Ehrhardt is an old-style serif typeface released by British branch of the Monotype Corporation in 1938. Ehrhardt is a modern adaptation of printing types of "stout Dutch character" from the Dutch Baroque tradition sold by the Ehrhardt foundry in Leipzig. These are believed to have been cut by the Hungarian-Transylvanian priest and punchcutter Miklós (Nicholas) Tótfalusi Kis while in Amsterdam in the period from 1680 to 1689.

From 1937 to 1938, Monotype re-cut the type for modern-day usage, and it has become a popular book typeface. Ehrhardt has a slightly condensed design, giving it a strongly vertical, crisp appearance.

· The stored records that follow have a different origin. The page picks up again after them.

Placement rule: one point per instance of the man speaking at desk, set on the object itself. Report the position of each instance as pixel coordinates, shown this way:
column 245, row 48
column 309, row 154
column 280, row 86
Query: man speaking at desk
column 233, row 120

Miklós Kis, a Transylvanian Protestant priest and schoolteacher, became deeply interested in printing after being sent to Amsterdam to help print a Hungarian Protestant translation of the Bible. This was a period of considerable prosperity for the Netherlands and a time when its styles of printing were very influential across Europe, making it a centre for the creation of new typefaces. He developed a second career as a punchcutter, an engraver of the punches used as a master for making moulds for metal type, working on commission for printers and governments. Kis returned to Transylvania around 1689 and may have left matrices (the moulds used to cast type) in Leipzig on his way home. The Ehrhardt type foundry of Leipzig released a surviving specimen sheet of them around 1720.

Kis's typefaces were in the tradition of Dutch and German printing developed over the previous century that would later be called the "Dutch taste" (goût hollandois). This developed the influence of French typefounding such as the typefaces engraved by Claude Garamond with a smooth, even structure and 'e' with a level cross-stroke, by increasing the stroke width, boosting the x-height (height of lower-case letters) and reducing the length of the descenders to achieve a noticeably darker colour on the page.